Las mujeres, sin embargo, no tenían entretenimientos conocidos y su vida se centraba en el interior de sus casas. Cuando llegó a algunas, la radio fue un aparato muy útil para ellas y contribuyó a que se formaran las famosas "portaladas", esto es, reunirse a la puerta de la casa un grupo de vecinas que, mientras escuchaban el programa femenino de moda en la época: radionovelas o los famosos "consejos de doña Elena Francis", cosían o hablaban entre ellas.

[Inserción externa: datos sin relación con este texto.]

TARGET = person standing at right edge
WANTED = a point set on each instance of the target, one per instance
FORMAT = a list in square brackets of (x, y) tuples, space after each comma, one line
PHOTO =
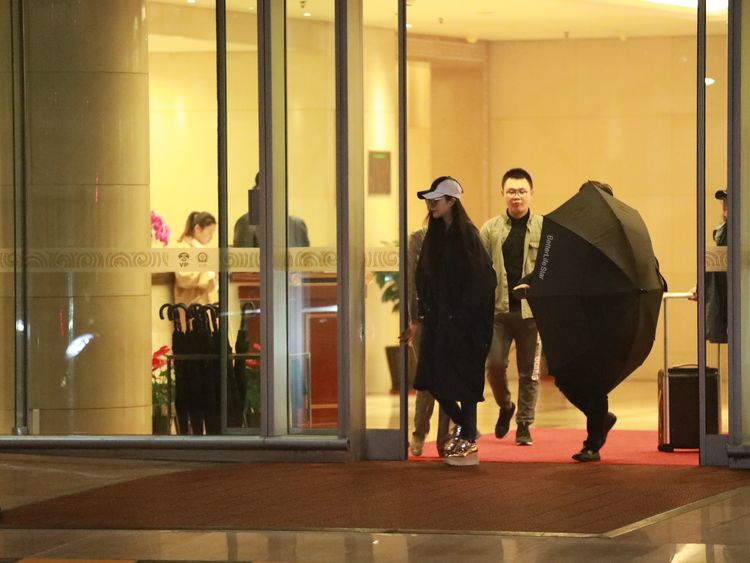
[(512, 240), (455, 295)]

En la España franquista, las cátedras ambulantes de la Sección Femenina contribuyeron a crear expectativas para las mujeres del entorno rural. Iban de pueblo en pueblo y a lo largo de 45 ó 60 días les enseñaban nociones básicas de: puericultura, higiene, economía doméstica, actividades como bordar o hacer manualidades y, por supuesto, un sometimiento al hombre como dueño absoluto, sin cuestionarse su propia libertad como mujeres, ni otra labor que no fuera el trabajar, tener hijos, y abogar por conceptos femeninos básicos como la limpieza, la decencia o el recato que imponía la religión.

A raíz de la proliferación de dichas cátedras, aprendieron a reunirse y a socializarse como grupo. Era una forma de incentivar la vida de aquellas mujeres que no tenían más distracción que un trabajo duro, rutinario y casi siempre sin demasiados alicientes.

Recuerdo con especial cariño a las vecinas que se juntaban en la portalada de casa de mi abuela Tarsila y que, sentadas en círculo, unas en los poyetes de piedra que jalonaban la entrada de la casa y otras en sillas bajas de mimbre, contaban historias, cosían, bordaban y pasaban la tarde. A mí me gustaba escuchar sus anécdotas, participar de las conversaciones o, simplemente enterarme de aquellos relatos de boca de mujeres que me redescubrían un mundo diferente.

A menudo mi abuelo Bernardino se unía al corro a la hora de merendar. ¡Parece que lo estoy viendo, con la rebanada de pan sobre la que ponía un trozo de queso y tocino en una mano, y en la otra el racimo de uvas y la navajita con la que iba cortando pequeñas porciones! Yo le miraba embelesada mientras comía en silencio; después, con un guiño cómplice, me miraba sonriendo a modo de despedida y se marchaba dejando al grupo con su charla.